Kenneth Clarke stopped short of apologising tonight as speculation over his future in the Cabinet continued to grow after he attacked Home Secretary Theresa May's use of "laughable and childlike" examples to criticise the Human Rights Act.
But the Justice Secretary admitted he does "rather regret the colourful language" he used to publicly question Mrs May's claim that an illegal immigrant escaped being deported because he had a pet cat.
The spat dominated much of the Conservative Party conference this week and showed no signs of abating tonight, despite Mr Clarke's insistence that he considered the issue "closed".
Dismissing as "old news" his own comments made during the conference in Manchester earlier this week, Mr Clarke said: "I consider this issue closed. The Prime Minister has made the position clear, and I fully support it.
"There is a problem with deporting foreign prisoners, which I have always agreed with Theresa needs to be addressed.
"The Government's commission on a Bill of Rights is under way."
But he added: "I do rather regret the colourful language I used at one point in my interview."
Mr Clarke claimed his Cabinet colleague had enraged judges and officials by turning the case into a "parody".
He told the Nottingham Post newspaper: "It's not only the judges that all get furious when the Home Secretary makes a parody of a court judgment, our commission who are helping us form our view on this are not going to be entertained by laughable, childlike examples being given.
"We have a policy and, in my old-fashioned way, when you serve in a government you express a collective policy of the government. You don't go round telling everyone your personal opinion is different."
Mr Clarke also acknowledged his next meeting with the Home Secretary was likely to be fractious.
"I expect I will have to wear body armour the next time I meet Theresa," he told the newspaper.
But Mrs May, who held a pink mug featuring a grey cat as she met youngsters in London this morning, remained firm, saying she did not regret referring to the cat in her speech.
She said: "I don't regret using the case of the cat. It was a decision made by an immigration judge.
"But it was one case among many, and I cited others in my speech, which show the importance of this Government doing something about the immigration rules to ensure that we're able to deport foreign criminals who we don't believe should be here."
She added: "I used an example where an immigration judge had, as part of his decision that somebody could not be deported, cited the fact that the individual had bought a cat with their partner as a sign of the quality of their family life.
"I cited other cases as well, underlining this was a very important issue, which is our ability to deport foreign criminals."
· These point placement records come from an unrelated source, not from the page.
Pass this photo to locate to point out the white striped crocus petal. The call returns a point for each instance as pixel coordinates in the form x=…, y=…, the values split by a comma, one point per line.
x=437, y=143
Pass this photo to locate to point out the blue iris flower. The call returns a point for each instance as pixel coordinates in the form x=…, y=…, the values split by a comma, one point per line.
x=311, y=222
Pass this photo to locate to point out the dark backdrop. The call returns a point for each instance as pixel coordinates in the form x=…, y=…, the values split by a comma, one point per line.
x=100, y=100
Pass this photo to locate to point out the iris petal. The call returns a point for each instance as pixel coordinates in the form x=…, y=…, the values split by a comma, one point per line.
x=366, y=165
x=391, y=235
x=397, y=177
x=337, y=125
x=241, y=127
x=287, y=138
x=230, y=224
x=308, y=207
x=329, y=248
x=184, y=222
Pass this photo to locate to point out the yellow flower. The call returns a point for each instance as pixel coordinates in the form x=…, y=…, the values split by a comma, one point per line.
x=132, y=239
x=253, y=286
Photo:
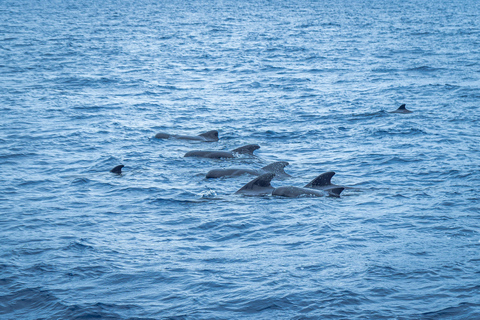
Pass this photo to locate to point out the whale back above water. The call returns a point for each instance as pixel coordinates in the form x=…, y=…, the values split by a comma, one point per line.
x=117, y=169
x=247, y=149
x=322, y=181
x=401, y=109
x=276, y=167
x=218, y=173
x=295, y=192
x=212, y=154
x=258, y=186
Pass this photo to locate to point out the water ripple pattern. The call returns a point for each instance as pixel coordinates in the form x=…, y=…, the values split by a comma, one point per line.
x=86, y=85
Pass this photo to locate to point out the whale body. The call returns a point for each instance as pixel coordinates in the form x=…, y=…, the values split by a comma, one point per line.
x=401, y=109
x=261, y=186
x=295, y=192
x=248, y=149
x=117, y=169
x=209, y=136
x=277, y=168
x=258, y=186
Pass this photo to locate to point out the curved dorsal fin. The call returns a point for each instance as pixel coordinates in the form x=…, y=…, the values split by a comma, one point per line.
x=276, y=167
x=262, y=181
x=248, y=149
x=117, y=169
x=322, y=180
x=210, y=135
x=335, y=192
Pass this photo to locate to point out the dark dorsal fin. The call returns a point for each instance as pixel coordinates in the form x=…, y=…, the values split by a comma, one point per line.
x=262, y=181
x=211, y=135
x=322, y=180
x=276, y=167
x=248, y=149
x=335, y=192
x=117, y=169
x=162, y=135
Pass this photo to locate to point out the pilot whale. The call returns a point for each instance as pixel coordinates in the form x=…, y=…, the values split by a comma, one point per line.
x=258, y=186
x=261, y=186
x=248, y=149
x=295, y=192
x=117, y=169
x=277, y=168
x=323, y=182
x=401, y=109
x=209, y=136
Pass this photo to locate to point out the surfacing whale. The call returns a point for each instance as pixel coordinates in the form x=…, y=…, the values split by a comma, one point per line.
x=248, y=149
x=401, y=109
x=258, y=186
x=323, y=182
x=209, y=136
x=277, y=168
x=117, y=169
x=261, y=186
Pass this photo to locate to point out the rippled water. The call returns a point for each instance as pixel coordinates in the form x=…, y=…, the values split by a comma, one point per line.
x=85, y=86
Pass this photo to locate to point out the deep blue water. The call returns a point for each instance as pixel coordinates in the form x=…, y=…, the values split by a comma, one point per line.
x=86, y=85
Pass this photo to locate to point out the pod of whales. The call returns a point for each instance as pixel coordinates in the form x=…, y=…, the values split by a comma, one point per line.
x=401, y=109
x=209, y=136
x=117, y=169
x=248, y=149
x=261, y=186
x=277, y=168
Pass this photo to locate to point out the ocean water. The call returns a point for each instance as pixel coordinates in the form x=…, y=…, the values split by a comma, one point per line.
x=86, y=85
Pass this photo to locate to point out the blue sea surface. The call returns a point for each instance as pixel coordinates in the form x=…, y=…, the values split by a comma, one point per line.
x=86, y=85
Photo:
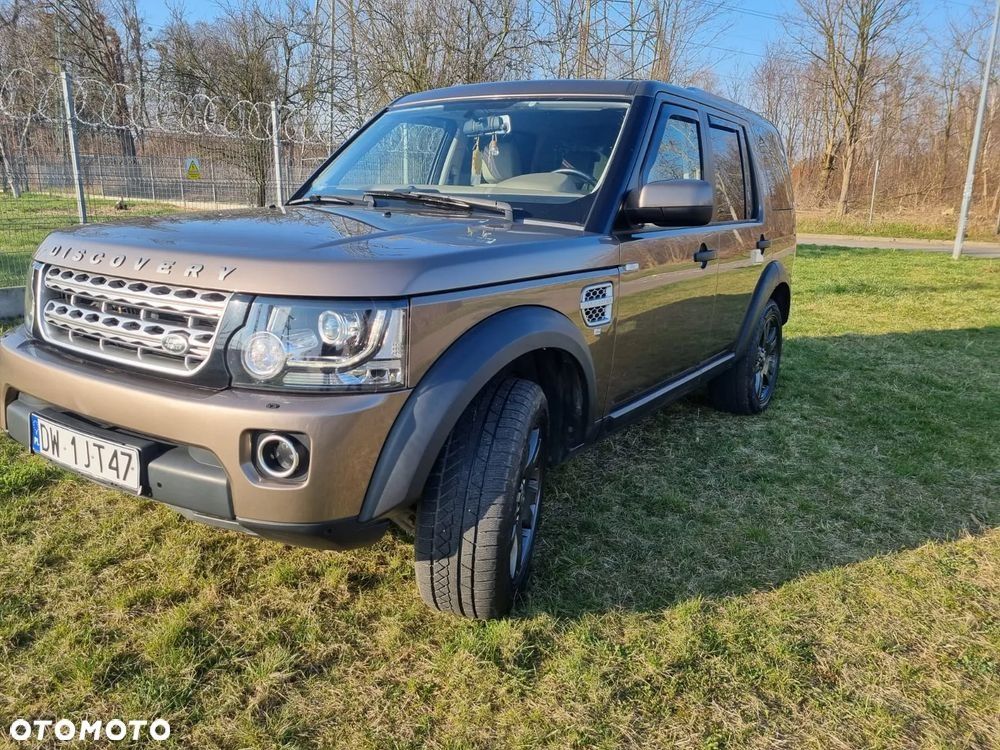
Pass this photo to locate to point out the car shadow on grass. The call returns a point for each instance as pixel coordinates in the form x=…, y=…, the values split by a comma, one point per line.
x=873, y=444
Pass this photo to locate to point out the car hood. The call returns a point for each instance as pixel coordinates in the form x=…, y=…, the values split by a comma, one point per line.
x=320, y=251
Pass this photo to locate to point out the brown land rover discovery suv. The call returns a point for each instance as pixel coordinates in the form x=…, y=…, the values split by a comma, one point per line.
x=479, y=283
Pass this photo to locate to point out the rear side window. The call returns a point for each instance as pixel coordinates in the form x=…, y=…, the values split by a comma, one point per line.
x=731, y=194
x=675, y=152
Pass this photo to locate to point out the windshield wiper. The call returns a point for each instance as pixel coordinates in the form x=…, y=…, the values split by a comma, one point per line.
x=444, y=201
x=317, y=198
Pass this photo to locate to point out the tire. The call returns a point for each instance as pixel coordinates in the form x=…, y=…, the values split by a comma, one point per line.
x=478, y=519
x=748, y=387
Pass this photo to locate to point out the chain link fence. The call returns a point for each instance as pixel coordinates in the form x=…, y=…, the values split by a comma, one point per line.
x=138, y=153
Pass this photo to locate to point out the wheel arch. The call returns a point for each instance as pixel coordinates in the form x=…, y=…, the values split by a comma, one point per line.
x=534, y=342
x=774, y=283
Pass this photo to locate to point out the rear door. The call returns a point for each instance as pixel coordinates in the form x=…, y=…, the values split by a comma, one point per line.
x=666, y=298
x=739, y=222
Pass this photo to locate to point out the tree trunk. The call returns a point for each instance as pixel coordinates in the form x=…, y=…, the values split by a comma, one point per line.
x=845, y=179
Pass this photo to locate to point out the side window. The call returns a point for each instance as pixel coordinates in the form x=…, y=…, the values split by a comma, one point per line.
x=675, y=152
x=730, y=174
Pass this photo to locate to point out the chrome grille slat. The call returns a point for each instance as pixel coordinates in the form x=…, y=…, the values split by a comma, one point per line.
x=205, y=303
x=126, y=320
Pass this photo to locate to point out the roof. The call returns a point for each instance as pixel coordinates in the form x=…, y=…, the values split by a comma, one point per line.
x=573, y=87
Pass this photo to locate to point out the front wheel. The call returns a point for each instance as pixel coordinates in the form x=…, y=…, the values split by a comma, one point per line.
x=478, y=519
x=747, y=388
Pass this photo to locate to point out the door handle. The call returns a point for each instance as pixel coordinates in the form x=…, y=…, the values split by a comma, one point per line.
x=703, y=255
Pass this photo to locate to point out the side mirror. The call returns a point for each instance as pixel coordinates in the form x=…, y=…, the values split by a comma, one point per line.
x=671, y=203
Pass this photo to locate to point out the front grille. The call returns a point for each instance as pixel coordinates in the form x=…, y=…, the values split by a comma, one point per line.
x=153, y=326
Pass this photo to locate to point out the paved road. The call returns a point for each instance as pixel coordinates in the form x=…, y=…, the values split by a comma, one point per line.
x=973, y=249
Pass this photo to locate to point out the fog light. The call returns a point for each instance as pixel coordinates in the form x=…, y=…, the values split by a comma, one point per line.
x=278, y=456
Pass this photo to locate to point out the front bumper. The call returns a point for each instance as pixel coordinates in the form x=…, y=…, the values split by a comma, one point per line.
x=202, y=441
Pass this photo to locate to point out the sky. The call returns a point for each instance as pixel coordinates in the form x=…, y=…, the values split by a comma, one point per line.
x=753, y=24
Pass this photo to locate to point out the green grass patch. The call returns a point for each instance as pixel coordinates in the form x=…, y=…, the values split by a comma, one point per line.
x=25, y=221
x=825, y=575
x=934, y=229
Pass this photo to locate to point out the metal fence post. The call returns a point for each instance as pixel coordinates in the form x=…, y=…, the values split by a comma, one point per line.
x=276, y=139
x=81, y=200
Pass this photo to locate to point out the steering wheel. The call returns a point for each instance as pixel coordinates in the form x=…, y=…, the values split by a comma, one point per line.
x=585, y=178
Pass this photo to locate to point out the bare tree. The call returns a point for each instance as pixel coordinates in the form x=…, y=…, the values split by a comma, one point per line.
x=858, y=44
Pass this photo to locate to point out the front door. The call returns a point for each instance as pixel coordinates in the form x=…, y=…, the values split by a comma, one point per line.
x=666, y=297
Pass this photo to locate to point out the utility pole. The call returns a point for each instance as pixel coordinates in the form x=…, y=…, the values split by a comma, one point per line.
x=970, y=175
x=333, y=77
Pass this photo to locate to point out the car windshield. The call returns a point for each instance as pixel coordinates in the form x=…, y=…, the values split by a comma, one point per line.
x=545, y=158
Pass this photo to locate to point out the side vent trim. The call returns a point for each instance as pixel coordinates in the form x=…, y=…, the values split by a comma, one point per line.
x=597, y=303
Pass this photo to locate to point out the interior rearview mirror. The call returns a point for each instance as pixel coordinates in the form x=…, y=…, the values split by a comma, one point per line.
x=671, y=203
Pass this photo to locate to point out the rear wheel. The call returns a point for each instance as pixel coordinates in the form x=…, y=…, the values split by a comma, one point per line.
x=747, y=388
x=478, y=519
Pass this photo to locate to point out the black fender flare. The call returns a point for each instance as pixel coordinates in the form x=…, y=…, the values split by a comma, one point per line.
x=450, y=385
x=773, y=275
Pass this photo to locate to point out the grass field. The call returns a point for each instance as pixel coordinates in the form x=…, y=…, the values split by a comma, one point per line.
x=25, y=221
x=824, y=576
x=930, y=227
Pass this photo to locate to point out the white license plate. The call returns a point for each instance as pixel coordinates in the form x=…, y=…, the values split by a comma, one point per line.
x=96, y=458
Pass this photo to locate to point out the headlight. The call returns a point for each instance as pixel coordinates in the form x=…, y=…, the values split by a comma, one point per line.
x=29, y=297
x=320, y=346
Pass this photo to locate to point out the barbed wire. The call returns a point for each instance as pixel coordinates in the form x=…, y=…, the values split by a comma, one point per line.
x=26, y=96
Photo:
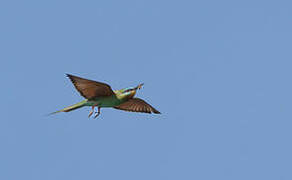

Mrs May made the comments as she visited the Safer London Foundation youth charity alongside Work and Pensions Secretary Iain Duncan Smith this morning, before details of Mr Clarke's latest attack emerged.
Both ministers later emerged from 10 Downing Street together after attending a meeting which a Number 10 spokesman insisted was a long-standing event, arranged to discuss trade and not the row between the pair.
They both smiled but declined to speak to waiting journalists who asked whether they had made up. They then left in different ministerial cars.
Other ministers, including Damian Green, were also seen leaving the meeting.
After the initial row erupted Number 10 quickly made clear that the Prime Minister backed Mrs May. Mr Cameron went on to use his conference speech to ram home that message by slapping down the Justice Secretary by joking he planned to give him a copy of Crime And Punishment, saying: "And I want you to read it, twice."
Mr Clarke's position in Cabinet has been precarious for some time. Earlier this year he was widely condemned for appearing to suggest some forms of rape were not serious and is viewed by many in the party as too soft on crime.
He is expected to be one of the losers in Mr Cameron's first reshuffle.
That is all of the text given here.